Où s’arrête la ville ?

 

 

Pour sa cinquième Biennale, le réseau thématique de sociologie de l'urbain et des territoires invite à articuler les grands questionnements qui préoccupent la discipline depuis sa naissance jusqu’aux débats contemporains sur la place des villes dans la crise écologique. Symbole historique de progrès et d’émancipation, la ville, et plus particulièrement la métropole, semble aujourd’hui être allée trop loin. Condamnée pour sa consommation d'énergie, ses émissions de gaz à effet de serre et son expansionnisme, elle constituerait désormais pour certain·es un horizon insoutenable. Faut-il alors en finir avec la ville ? Quels éclairages la sociologie peut-elle apporter face aux préoccupations sur l'avenir de l'urbain ? A travers cet appel, nous invitons les communiquant·es à travailler la question des limites temporelles et spatiales de la ville autour de quatre axes, qui renvoient aux enjeux de catégorisation de l'espace (1), à la transformation des rapports entre urbain et rural face à la crise écologique (2), aux luttes et aux conflits qui prennent l'urbain pour objet (3) et aux conditions sociales de la circulation depuis, dans et hors les villes (4). 

 

Axe 1 - Les définitions sociologiques de la ville : revisiter une question ancienne

Se demander où s’arrête la ville, c’est prendre le contrepied des approches classiques de la sociologie urbaine, qui ont pour point de départ l’avènement de la ville moderne. Dès le XIXe siècle en Europe et dans les années 1920 aux États-Unis, l’industrialisation, la croissance démographique et la densification du bâti ont amené à considérer les grandes villes comme des milieux spécifiques, conférant aux individus une “culture urbaine” et transformant les liens sociaux. La sociologie urbaine se constitue donc initialement comme une science des nouvelles formes de vie produites par la ville. 
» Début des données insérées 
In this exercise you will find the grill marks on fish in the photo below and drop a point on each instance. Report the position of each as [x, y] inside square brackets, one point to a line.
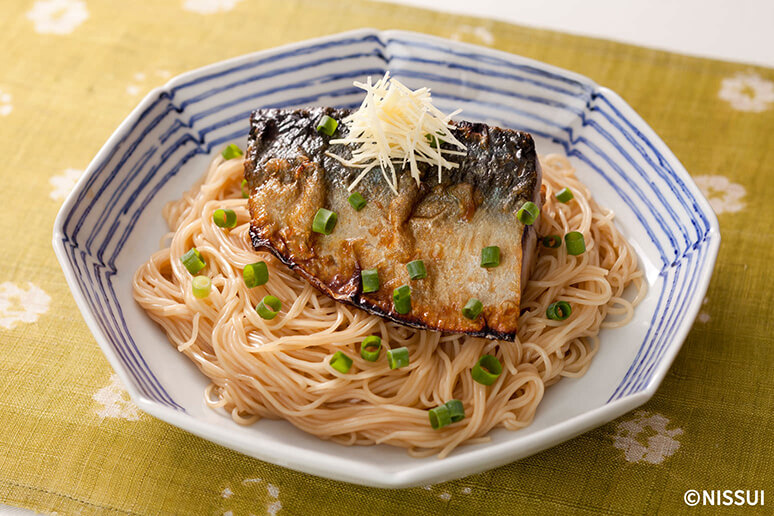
[445, 224]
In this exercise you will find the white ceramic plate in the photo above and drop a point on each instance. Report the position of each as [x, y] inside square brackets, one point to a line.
[112, 222]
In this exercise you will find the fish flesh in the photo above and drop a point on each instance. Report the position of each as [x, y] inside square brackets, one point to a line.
[291, 174]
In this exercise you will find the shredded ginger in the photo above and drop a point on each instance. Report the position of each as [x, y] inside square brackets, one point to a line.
[395, 124]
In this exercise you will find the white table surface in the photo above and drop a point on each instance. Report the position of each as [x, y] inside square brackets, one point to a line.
[738, 30]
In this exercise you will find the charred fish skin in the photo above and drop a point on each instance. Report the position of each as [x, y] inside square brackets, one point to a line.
[445, 223]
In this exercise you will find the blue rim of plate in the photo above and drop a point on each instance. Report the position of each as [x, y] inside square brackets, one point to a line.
[174, 124]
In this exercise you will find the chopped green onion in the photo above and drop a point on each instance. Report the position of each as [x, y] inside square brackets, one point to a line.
[370, 348]
[559, 311]
[255, 274]
[440, 416]
[324, 221]
[456, 410]
[401, 298]
[370, 280]
[552, 241]
[472, 309]
[356, 201]
[528, 213]
[269, 307]
[201, 286]
[193, 260]
[397, 358]
[564, 195]
[231, 152]
[487, 370]
[490, 256]
[417, 269]
[341, 362]
[575, 243]
[224, 218]
[327, 125]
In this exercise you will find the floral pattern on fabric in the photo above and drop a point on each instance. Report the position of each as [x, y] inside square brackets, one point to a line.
[209, 6]
[62, 184]
[747, 92]
[20, 305]
[723, 195]
[645, 438]
[115, 402]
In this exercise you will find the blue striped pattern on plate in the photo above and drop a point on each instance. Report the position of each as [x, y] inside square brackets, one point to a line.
[199, 112]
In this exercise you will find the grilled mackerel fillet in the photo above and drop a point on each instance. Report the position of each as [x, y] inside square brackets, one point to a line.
[445, 224]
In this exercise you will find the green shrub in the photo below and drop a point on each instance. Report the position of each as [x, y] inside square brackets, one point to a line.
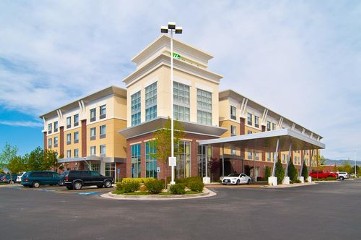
[128, 186]
[280, 172]
[195, 185]
[177, 188]
[154, 186]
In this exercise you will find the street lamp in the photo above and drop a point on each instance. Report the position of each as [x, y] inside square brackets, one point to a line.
[172, 28]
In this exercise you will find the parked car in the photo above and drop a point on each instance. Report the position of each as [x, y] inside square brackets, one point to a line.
[76, 179]
[236, 178]
[9, 178]
[18, 178]
[322, 175]
[37, 178]
[342, 175]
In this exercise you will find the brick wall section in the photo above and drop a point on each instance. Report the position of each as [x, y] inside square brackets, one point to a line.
[61, 142]
[83, 138]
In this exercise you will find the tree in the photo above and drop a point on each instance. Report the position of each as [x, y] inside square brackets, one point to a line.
[163, 141]
[50, 160]
[292, 172]
[280, 172]
[35, 159]
[17, 165]
[9, 152]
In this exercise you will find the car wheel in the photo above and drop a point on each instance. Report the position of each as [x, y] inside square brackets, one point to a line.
[77, 185]
[107, 184]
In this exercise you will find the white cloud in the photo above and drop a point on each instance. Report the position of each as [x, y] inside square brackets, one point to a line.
[301, 59]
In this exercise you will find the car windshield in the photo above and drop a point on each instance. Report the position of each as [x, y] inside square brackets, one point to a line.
[233, 175]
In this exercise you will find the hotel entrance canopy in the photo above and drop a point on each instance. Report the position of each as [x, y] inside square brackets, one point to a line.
[267, 141]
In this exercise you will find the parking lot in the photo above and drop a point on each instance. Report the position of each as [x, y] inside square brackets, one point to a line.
[321, 211]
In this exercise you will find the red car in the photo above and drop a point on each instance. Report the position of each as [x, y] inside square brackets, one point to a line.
[323, 175]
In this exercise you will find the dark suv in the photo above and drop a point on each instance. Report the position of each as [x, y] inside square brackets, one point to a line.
[76, 179]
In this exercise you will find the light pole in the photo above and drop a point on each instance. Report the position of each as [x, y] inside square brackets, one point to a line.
[177, 30]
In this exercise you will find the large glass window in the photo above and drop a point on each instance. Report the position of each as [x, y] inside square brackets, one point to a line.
[68, 122]
[256, 121]
[135, 109]
[76, 137]
[204, 107]
[76, 120]
[249, 119]
[50, 128]
[135, 159]
[92, 133]
[68, 138]
[183, 168]
[151, 161]
[233, 113]
[181, 102]
[56, 141]
[56, 126]
[103, 111]
[93, 112]
[103, 131]
[151, 102]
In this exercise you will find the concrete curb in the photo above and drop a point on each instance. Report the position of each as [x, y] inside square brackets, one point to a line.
[206, 193]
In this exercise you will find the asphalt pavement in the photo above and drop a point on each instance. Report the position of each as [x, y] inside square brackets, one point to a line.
[322, 211]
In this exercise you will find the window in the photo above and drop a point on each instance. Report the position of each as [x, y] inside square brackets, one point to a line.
[151, 102]
[56, 126]
[50, 127]
[102, 150]
[256, 121]
[249, 119]
[93, 112]
[183, 168]
[76, 137]
[268, 126]
[56, 141]
[68, 138]
[76, 152]
[68, 122]
[50, 143]
[103, 111]
[135, 109]
[76, 120]
[233, 130]
[233, 113]
[135, 159]
[93, 133]
[204, 107]
[151, 161]
[103, 131]
[92, 150]
[181, 102]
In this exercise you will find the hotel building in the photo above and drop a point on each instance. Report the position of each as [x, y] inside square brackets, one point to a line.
[112, 131]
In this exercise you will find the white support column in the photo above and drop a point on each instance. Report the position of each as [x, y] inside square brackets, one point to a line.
[272, 181]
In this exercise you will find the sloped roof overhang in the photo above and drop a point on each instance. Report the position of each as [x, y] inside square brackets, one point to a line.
[152, 126]
[267, 141]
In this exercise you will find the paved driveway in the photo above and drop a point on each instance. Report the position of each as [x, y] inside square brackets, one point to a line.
[322, 211]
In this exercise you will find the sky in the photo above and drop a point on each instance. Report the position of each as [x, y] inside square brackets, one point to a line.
[301, 59]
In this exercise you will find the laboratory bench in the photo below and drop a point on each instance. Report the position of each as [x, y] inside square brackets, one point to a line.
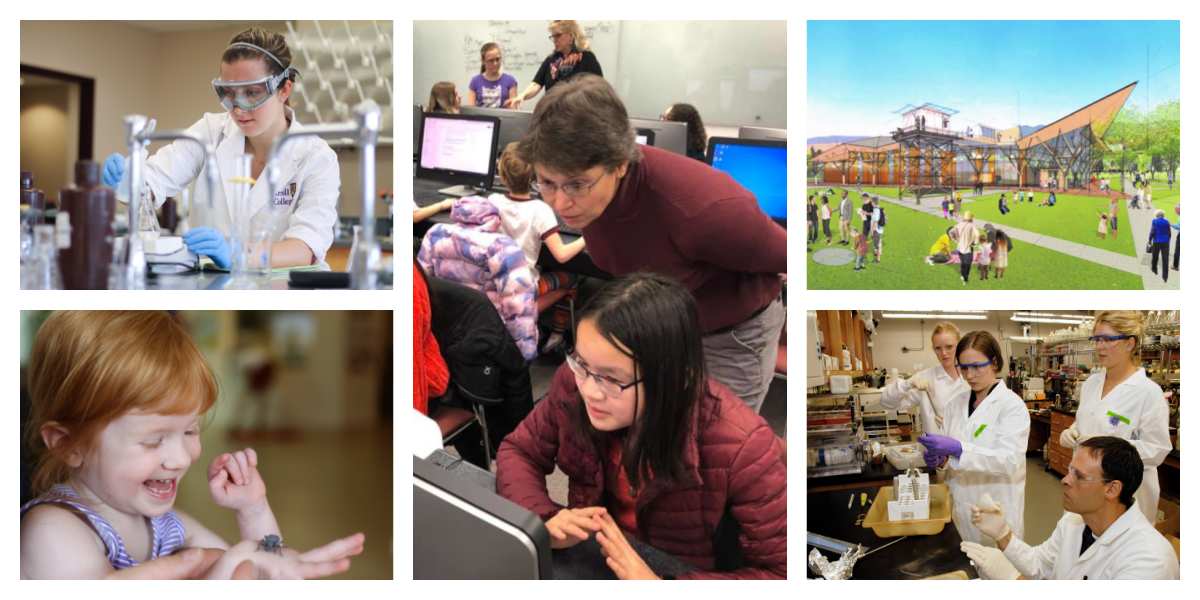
[839, 515]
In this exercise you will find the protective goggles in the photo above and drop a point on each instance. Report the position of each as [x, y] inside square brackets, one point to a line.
[973, 366]
[1108, 339]
[249, 95]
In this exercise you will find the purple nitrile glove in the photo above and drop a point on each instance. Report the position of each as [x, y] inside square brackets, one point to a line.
[940, 445]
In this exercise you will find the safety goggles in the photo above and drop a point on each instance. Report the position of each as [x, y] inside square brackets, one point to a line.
[249, 95]
[973, 366]
[1108, 339]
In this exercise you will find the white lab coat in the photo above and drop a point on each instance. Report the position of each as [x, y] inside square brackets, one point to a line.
[1139, 401]
[994, 439]
[1131, 549]
[309, 186]
[901, 395]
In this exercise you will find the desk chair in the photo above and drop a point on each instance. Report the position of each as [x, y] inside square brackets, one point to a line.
[454, 421]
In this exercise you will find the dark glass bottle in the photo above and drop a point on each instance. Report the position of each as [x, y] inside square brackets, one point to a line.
[90, 207]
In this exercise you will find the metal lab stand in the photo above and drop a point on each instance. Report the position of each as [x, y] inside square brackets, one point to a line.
[139, 133]
[365, 127]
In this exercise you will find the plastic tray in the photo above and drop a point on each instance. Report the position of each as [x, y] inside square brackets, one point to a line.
[939, 515]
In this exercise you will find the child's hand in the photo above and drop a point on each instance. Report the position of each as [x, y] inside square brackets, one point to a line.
[235, 483]
[329, 559]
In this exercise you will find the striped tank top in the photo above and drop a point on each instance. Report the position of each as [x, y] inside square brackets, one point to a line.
[167, 529]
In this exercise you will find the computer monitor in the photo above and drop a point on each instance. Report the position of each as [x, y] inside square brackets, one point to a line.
[760, 166]
[418, 114]
[667, 135]
[514, 124]
[748, 132]
[459, 149]
[466, 532]
[645, 137]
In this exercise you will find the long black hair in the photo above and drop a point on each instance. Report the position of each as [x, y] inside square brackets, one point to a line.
[654, 321]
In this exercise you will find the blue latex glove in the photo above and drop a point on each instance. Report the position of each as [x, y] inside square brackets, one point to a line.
[210, 243]
[114, 169]
[940, 445]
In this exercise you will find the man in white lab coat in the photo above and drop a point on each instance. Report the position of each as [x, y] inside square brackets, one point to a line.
[1103, 535]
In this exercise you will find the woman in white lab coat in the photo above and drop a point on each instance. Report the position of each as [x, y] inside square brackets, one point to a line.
[1122, 402]
[987, 433]
[255, 85]
[933, 388]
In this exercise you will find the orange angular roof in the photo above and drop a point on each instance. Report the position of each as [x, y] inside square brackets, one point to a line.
[1098, 114]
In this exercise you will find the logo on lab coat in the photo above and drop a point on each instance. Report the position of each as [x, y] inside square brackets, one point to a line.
[285, 197]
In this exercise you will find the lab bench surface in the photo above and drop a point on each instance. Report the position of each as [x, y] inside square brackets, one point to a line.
[911, 558]
[222, 280]
[873, 477]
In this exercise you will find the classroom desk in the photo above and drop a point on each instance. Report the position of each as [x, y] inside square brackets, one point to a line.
[912, 558]
[425, 192]
[585, 559]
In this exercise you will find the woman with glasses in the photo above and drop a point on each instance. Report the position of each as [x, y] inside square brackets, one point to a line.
[987, 433]
[492, 87]
[1122, 402]
[571, 58]
[647, 209]
[653, 448]
[255, 85]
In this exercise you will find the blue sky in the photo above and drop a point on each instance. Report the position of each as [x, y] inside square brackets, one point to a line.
[994, 72]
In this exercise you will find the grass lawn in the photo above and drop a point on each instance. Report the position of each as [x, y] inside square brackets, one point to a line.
[1072, 219]
[907, 240]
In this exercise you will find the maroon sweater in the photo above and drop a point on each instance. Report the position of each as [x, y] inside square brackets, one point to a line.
[678, 217]
[731, 459]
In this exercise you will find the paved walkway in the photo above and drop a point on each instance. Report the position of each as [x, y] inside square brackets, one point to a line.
[1139, 222]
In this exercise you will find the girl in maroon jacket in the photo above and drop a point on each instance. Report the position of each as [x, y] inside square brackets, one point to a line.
[651, 445]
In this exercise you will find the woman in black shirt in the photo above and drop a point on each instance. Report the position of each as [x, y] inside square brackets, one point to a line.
[570, 58]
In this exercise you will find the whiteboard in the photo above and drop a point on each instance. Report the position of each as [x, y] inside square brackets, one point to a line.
[733, 71]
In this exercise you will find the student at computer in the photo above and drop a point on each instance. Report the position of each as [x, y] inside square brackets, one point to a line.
[492, 87]
[653, 448]
[571, 58]
[697, 138]
[444, 99]
[532, 223]
[642, 208]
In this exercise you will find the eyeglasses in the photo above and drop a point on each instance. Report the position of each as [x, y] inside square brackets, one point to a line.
[1074, 473]
[1108, 339]
[973, 366]
[606, 384]
[571, 189]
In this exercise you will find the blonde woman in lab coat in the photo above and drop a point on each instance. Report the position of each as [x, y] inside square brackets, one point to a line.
[1122, 402]
[987, 432]
[255, 83]
[934, 388]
La sociologie rurale d'après-guerre se construit elle aussi comme une sociologie du changement, attentive à la transformation des sociétés paysannes sous l'influence de la ville. L'urbain, en tant que forme spatiale, organisation sociale et idéologie, paraît s’imposer comme une nouvelle réalité, omniprésente et potentiellement sans limite. L'école marxiste de sociologie urbaine française puis la géographie critique anglo-saxonne invitent alors à penser le phénomène urbain non seulement depuis les villes, mais également dans les espaces façonnés par et pour elle. Le renouvellement de la sociologie des « mondes ruraux » à partir des années 2000 appelle à dépasser la dichotomie urbain /rural pour étudier plutôt des « espaces sociaux localisés » à l’aide des outils et problématiques de la sociologie générale. Le redéploiement du paradigme bourdieusien dans des enquêtes ethnographiques localisées interroge ainsi l'existence même d'un objet propre à la sociologie urbaine (et symétriquement à la sociologie rurale). 

Même si la ville reste un lieu privilégié d’accumulation du capital et de production de valeur économique, les sociologues de l’urbain comme les géographes font également le constat que le découpage qui s’était progressivement imposé dans la littérature entre urbain, périurbain et rural ne permet plus de saisir avec finesse la spatialité des cycles marchands. Ainsi les phases de désindustrialisation qui ont touché les grandes agglomérations comme les petites villes et les bourgs font éclater les divisions entre espaces présentés comme « gagnants » et « perdants » de la mondialisation, au profit d’une analyse locale de la stratification sociale.  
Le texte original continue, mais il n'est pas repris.